Cuando volvió a tener conciencia estaba en el Hospital San Vicente de Paúl de Medellín, rodeado de abogados. Él, aún abrumado porque acababa de despertarse de un sueño de dos días y medio, pensó que realmente había muerto intoxicado. "Al ver esa gente me dije: ‘ve, sí me morí y estoy en el infierno en el juicio final' ". El fiscal le preguntó entonces si aceptaba el delito que le estaban imputando: homicidio agravado. Framb sostuvo que no la mató, que ella se quería morir, que él sólo la ayudó en ese tránsito, y no aceptó los cargos.

Después lo llevaron al pabellón de psiquiatría porque "aquí en Colombia -dice Framb- creen que una persona tiene que estar loca para suicidarse"; pero los exámenes dictaminaron que él no lo estaba.

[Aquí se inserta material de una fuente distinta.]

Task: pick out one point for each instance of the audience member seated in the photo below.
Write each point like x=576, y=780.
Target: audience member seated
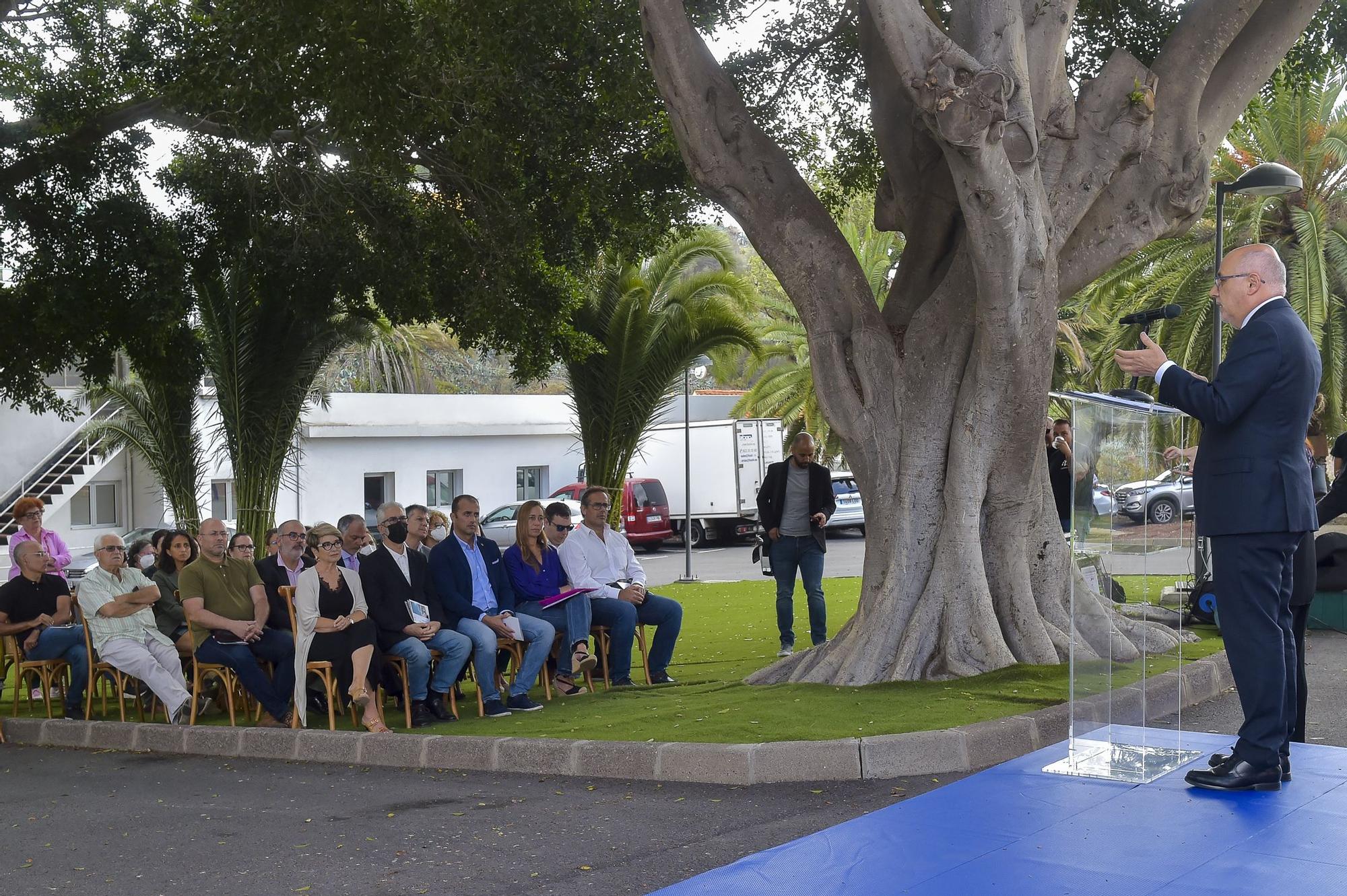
x=393, y=576
x=596, y=556
x=332, y=625
x=284, y=570
x=355, y=541
x=36, y=609
x=117, y=602
x=619, y=617
x=178, y=551
x=228, y=609
x=535, y=572
x=472, y=583
x=28, y=512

Días más tarde el poeta Carlos Framb fue trasladado a la cárcel de Yarumito, donde lleva más de un mes detenido.

En Yarumito

Carlos Framb estaba en la habitación, sentado al frente del escritorio donde reposan los libros que tanto ama. Él prefiere no ser llamado poeta, aunque sus versos estén plasmados en dos obras que en las librerías catalogan como poesía: Antínoo (1987) y Un día en el paraíso (1994). Iván, el hermano mayor, estaba sentado en el borde de la cama tendida con un cobertor ocre. Ese miércoles había ido de visita.

Hablaron de sus tiempos de niños en Sonsón -un pueblo al oriente de Antioquia-, del gusto de Carlos Framb por la literatura, del viaje de Iván a Estados Unidos, de otras cosas y, claro, de la madre muerta, de la depresión que empezó a consumirla, de su llanto casi diario, de la operación de cataratas que la dejó viendo sólo sombras, de la osteoporosis que se la fue tragando. "¿Por qué el Señor no se acordará de mí? ¿Por qué tengo que vivir así?", se preguntaba ella y les preguntaba a los hijos. Ninguno tenía respuesta.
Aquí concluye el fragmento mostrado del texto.